5 thoughts on “One Bad Bounce Away

  1. You’re right. We all have the sword of Damocles dangling above our heads, every minute of every day. Shit, even if you’re richer than god, the supervolcano under Yellowstone could explode at any second, and then you’re just as fucked as the poor folks.
    It’s not fun to think about, and, lazy biological organisms that we are, we prefer not to contemplate those possibilities. I think I’ve said before that this is why the oh-no-the-sky-is-falling-things-just-ain’t-what-they-used-to-be dipshittery bugs me so much. Life hasalways been fucked up. It’s only when you look at a historical narrative that it seems stable and inevitable. Living through it is and always will be confusing, unnerving, fraught with peril, and containing far more foul contingencies than fair ones.
    That “defensive bitchery” is why libertarian bullshit appeals to lots of people. They like to feel accomplished rather than grateful and smug rather than lucky.
    Shit, what’s wrong with admitting that you’ve been lucky in the great life lottery?

  2. Here’s an example:
    Raimy Rosenduft is a young dj/blogger/media person (if you ever watched Liz Feldman’s webisodes on afterellen, Raimy did the music segments.)
    Anyway, so in September, Raimy slipped on wet grass. Yep, she was just walking. On wet grass. Oh, and because she is young and self-employed, she didn’t have insurance.
    She slipped and ended up with a very badly broken ankle and also, within a day or two, after emergency surgery and hospitalization, thousands of dollars in medical debt. Luckily her parents could take her in and help with care but she’s still had to rely on donations to cover the medical bills. And because she’s smart and resourceful and internet savvy and knew how to reach out, and had a bit of support, I guess you could say she’s lucky. [ http://ouchie.tumblr.com/ if you wanna help out]

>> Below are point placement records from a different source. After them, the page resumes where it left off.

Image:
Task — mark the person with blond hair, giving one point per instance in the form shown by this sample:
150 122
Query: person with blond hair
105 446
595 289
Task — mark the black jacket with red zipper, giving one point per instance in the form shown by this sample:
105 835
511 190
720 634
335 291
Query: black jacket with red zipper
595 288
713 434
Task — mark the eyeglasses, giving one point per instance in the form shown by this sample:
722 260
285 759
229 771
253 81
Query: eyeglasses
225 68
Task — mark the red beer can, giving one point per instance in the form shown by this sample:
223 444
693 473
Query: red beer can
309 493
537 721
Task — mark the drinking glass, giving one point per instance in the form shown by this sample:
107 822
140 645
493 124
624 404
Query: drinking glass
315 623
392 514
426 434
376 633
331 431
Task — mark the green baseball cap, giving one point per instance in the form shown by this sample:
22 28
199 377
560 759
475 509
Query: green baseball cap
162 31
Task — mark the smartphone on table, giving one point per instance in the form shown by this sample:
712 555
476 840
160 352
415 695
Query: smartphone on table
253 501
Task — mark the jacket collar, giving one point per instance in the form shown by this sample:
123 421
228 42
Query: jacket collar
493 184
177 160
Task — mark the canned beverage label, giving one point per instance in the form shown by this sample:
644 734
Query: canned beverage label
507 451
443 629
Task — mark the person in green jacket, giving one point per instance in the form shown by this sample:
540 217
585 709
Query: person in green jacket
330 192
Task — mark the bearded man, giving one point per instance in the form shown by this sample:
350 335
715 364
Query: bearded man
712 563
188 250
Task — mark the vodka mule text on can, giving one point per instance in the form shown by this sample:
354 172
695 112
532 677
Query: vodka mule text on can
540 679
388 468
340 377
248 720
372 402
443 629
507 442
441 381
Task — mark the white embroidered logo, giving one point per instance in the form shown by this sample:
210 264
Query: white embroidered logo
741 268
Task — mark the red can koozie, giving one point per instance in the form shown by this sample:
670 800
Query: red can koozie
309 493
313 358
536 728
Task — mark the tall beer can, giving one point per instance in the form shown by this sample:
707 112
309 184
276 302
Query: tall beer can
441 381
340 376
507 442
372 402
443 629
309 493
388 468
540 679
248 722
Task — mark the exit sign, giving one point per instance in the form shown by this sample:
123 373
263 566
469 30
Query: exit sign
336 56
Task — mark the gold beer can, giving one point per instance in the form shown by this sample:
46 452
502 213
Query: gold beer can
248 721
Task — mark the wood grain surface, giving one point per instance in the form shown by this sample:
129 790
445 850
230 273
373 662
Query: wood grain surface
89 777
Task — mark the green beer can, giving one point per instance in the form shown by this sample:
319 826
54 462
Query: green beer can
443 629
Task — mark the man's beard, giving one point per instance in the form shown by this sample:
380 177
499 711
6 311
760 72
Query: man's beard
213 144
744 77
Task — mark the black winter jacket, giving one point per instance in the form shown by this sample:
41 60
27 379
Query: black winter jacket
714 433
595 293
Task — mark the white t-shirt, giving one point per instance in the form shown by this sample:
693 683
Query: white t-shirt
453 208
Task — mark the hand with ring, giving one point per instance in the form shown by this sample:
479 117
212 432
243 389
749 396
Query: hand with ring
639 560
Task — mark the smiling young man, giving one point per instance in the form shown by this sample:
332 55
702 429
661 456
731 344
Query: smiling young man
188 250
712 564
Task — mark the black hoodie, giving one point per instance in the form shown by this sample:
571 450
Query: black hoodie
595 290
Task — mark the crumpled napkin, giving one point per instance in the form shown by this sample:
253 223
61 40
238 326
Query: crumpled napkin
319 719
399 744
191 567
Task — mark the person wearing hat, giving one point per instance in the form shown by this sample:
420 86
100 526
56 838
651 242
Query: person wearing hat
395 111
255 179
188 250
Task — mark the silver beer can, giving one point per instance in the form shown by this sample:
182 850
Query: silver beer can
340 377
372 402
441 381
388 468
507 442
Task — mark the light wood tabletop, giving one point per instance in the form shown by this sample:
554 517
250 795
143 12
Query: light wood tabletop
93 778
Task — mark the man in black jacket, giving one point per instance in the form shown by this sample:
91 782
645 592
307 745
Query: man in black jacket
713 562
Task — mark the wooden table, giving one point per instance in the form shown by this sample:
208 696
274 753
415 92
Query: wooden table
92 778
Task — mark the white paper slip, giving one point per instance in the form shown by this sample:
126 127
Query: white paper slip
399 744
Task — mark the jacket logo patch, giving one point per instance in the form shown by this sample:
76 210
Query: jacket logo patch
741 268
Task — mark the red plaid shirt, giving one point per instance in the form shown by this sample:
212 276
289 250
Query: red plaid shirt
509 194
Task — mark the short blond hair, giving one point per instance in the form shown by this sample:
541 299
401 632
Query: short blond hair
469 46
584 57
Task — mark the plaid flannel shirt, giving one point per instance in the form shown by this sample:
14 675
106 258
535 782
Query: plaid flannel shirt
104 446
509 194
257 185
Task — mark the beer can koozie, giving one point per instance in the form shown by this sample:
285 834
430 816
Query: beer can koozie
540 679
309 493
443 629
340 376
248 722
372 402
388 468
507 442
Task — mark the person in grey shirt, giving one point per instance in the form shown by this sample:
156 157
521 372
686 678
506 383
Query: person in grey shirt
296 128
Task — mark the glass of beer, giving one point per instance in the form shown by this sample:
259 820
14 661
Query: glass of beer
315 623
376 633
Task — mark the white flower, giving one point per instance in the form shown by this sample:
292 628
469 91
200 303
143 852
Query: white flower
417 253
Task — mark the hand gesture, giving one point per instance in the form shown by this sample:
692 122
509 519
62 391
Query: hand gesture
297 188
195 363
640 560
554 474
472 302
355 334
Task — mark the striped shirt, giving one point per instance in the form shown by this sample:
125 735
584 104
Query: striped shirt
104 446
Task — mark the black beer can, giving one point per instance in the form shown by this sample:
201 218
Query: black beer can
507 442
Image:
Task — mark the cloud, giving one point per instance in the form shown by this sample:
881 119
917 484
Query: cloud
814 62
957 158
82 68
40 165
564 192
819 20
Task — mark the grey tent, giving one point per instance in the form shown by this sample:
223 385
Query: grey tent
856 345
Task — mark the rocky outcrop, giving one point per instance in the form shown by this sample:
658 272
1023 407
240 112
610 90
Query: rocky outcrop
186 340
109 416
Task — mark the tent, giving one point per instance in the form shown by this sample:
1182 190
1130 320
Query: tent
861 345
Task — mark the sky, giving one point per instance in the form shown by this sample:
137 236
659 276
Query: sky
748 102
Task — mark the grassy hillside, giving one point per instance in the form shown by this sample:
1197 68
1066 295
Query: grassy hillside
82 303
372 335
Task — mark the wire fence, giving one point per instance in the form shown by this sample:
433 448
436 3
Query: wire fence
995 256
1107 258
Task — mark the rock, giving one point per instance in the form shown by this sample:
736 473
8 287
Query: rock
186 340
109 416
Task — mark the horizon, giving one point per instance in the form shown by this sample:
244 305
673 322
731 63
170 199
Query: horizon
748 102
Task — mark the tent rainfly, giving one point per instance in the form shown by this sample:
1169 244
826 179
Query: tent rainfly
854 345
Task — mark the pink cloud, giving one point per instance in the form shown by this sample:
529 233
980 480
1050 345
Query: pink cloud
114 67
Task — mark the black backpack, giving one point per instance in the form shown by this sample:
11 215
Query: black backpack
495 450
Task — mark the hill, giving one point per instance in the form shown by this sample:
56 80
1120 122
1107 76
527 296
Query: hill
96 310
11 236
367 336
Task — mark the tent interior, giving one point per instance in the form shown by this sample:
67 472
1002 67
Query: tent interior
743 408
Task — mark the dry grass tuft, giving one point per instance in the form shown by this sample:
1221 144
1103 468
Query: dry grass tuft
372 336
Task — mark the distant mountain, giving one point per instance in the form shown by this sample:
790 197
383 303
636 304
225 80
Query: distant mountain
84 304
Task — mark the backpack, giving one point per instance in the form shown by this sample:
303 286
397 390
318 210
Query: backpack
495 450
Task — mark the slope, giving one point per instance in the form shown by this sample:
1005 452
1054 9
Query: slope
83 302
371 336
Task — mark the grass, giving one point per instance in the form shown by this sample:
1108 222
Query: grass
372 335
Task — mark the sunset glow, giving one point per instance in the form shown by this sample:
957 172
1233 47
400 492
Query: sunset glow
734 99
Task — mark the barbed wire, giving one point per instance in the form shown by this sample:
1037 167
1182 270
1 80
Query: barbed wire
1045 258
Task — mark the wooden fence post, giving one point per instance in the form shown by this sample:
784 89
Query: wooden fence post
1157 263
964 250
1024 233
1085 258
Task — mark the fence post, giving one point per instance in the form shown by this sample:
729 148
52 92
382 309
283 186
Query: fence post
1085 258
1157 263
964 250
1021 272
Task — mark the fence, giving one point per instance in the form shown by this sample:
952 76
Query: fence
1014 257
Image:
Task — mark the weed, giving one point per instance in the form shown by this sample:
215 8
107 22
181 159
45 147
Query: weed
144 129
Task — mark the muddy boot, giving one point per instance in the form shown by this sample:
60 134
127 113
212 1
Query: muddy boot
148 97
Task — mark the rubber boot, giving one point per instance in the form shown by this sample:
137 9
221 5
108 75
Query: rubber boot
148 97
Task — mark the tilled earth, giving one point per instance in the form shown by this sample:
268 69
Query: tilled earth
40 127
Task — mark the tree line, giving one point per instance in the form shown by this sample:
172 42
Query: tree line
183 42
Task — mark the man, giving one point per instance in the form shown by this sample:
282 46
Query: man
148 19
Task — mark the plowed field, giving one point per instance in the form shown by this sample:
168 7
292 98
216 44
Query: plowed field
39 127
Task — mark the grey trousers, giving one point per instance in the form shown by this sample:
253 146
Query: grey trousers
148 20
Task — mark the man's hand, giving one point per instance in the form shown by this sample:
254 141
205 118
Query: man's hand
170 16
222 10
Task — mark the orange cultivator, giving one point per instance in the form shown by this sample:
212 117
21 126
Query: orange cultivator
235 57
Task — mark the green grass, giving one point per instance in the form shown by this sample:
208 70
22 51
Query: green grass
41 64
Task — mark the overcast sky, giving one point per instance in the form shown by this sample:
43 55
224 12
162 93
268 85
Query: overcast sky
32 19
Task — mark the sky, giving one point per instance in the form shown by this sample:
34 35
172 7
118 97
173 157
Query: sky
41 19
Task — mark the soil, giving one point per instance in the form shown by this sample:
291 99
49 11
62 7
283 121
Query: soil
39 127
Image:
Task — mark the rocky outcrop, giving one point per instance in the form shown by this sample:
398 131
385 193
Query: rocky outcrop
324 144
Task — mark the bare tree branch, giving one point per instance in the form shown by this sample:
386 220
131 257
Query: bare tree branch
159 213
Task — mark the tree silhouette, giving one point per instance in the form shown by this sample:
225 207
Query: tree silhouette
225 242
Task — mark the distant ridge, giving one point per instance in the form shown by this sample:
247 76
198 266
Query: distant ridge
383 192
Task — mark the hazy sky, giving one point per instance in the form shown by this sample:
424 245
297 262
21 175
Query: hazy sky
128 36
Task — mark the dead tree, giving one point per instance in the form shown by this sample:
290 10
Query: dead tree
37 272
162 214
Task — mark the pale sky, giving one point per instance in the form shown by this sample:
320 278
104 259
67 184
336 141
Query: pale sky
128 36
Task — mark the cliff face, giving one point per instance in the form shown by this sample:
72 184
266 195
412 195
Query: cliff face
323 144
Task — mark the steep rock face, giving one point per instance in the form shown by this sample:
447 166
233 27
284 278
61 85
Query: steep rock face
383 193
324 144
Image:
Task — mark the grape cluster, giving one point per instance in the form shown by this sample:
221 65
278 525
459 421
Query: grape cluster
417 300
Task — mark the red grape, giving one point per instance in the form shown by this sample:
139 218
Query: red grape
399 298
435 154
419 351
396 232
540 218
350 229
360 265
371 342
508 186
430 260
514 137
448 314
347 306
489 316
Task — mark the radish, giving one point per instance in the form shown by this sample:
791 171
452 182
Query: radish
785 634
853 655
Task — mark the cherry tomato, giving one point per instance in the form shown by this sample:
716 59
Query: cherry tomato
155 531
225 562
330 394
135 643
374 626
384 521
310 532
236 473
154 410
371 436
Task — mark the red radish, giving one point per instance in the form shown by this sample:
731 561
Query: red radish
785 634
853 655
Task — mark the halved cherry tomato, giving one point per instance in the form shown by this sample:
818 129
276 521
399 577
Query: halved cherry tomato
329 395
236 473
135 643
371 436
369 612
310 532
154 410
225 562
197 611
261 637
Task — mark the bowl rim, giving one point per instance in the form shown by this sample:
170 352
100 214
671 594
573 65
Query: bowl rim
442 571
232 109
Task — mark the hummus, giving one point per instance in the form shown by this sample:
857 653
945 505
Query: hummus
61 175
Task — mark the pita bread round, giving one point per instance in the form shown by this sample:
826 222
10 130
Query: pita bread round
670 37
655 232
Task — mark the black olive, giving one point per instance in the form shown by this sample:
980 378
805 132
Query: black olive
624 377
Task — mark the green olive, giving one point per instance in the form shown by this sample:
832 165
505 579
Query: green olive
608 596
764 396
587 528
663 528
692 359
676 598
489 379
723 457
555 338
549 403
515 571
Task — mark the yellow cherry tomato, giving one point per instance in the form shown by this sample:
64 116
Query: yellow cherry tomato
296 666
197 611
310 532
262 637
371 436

  3. Just tell Raimy to watch out for the pulmonary embolism. A few years back I was two feet up on a stepladder reattaching the gutter on our garage after getting it painted and something gave way. Stepladder acted as a sort of a nutcracker, and the fall to the concrete managed tobreak my heel, my tibia, and my fibula, as well as a number of small ankle bones. Spent a couple months on crutches and had just gotten off them when I started having problems breathing. Two months to the day after I broke the ankle, my wife whisked me to the ER, where they found multiple blood clots in both lungs. Waaaay worse than the break itself. Spent a night in ICU, a week in the pulmonary ward, and a year on blood thinners. And I can assure you that that’s an experience you do not want to go through without insurance, because even back in 2002 just the hospital stay cost over $20K.

  4. I can look back on my life ans see many times when just one tiny thing happening differently would have totally changed my life, and not for the better. And, some not so tiny things, like driving home from a wine tasting party down a mountain road. For most of us the tiny things don’t go that badly, but some just aren’t that lucky.
    I even went 3 months without a job once, but had not been spending a lot, so I had enough in the bank, along with unemployment checks to weather that rather easily. While desperately searching for a job, day after day, I decided to take a break and drive to San Francisco (about 6o miles, as I recall) for the day. Just for curiosity I looked through the newspaper help wanted ads to see what jobs might be available along the way. One was right along my route, sounded like nothing I would be considered for, but I figured I would take 15 minutes and stop to check it out. Two weeks later I was working there, and stayed for almost 30 years. What if I had just kept driving?